As to why he didn’t drink water, an inebriated W.C. Fields purportedly responded, “Fish fuck in it.”
Miscellany
Tomato, potato, corn, beans, zucchini, squash, avocado, bell pepper, chili, and pineapple are among the foods that Christopher Columbus brought back to the Old World. Onion, garlic, wheat, barley, olives, and lettuce are among the foods he introduced to the New.
“I have made a bet, Mr. Coolidge, that I could get you to say more than two words,” a lady remarked to the president during a dinner. “You lose,” he responded.
About his habit of masturbating in public, Diogenes the Cynic said, “I only wish I could be rid of hunger by rubbing my belly.”
The first Olympic champion on record, Coroebus, was a cook. He won the sprint in 776 BC.
Charles Lindbergh bought five sandwiches for his flight across the Atlantic in 1927, saying, “If I get to Paris, I won’t need any more, and if I don’t get to Paris, I won’t need any more either.” It took him thirty-three and a half hours. Amelia Earhart in 1932 flew across the Atlantic in fourteen hours and fifty-six minutes, during which she drank chicken soup from a thermos, and a can of tomato juice—opened with an ice pick.
In the 1790s in the United States, the average American over the age of fifteen consumed almost six gallons of pure alcohol per annum. The modern figure is 2.8.
The choirmaster of the Cologne Cathedral gave sugar sticks to his young singers to keep them quiet during the long Nativity ceremony in 1670. They were shaped like a shepherd’s crook.
At thirty-one ounces, the Trenta, a new drink size introduced by Starbucks in 2011, holds the same volume as the average capacity of the human stomach.
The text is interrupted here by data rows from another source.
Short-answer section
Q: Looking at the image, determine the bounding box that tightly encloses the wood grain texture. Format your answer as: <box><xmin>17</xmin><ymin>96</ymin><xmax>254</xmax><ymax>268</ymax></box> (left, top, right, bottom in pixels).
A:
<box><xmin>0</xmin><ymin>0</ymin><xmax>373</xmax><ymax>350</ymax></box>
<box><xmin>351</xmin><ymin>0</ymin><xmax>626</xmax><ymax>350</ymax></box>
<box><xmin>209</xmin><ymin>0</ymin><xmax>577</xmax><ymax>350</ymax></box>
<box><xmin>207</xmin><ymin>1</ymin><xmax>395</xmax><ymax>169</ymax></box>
Kobe beef, black truffles, seared foie gras, aged Gruyère cheese, wild mushrooms, and flakes of gold leaf, are most of the components that comprise the hamburger served at the Wall Street Burger Shoppe. Price: $175.
Between 1959 and 1962 in China, Mao Zedong’s Great Leap Forward increased industrial growth at the expense of agricultural output. More than 45 million people perished from famine and disease, as well as from floods, droughts, and locusts.
“Hunger is the best sauce in the world,” wrote Miguel de Cervantes in Part II, Chapter V, of Don Quixote, published in 1615.
To celebrate King Henri III of France’s visit to Venice in 1574, a banquet table was prepared with some 1,286 items—from napkins and cutlery to figures of popes—all made from spun sugar.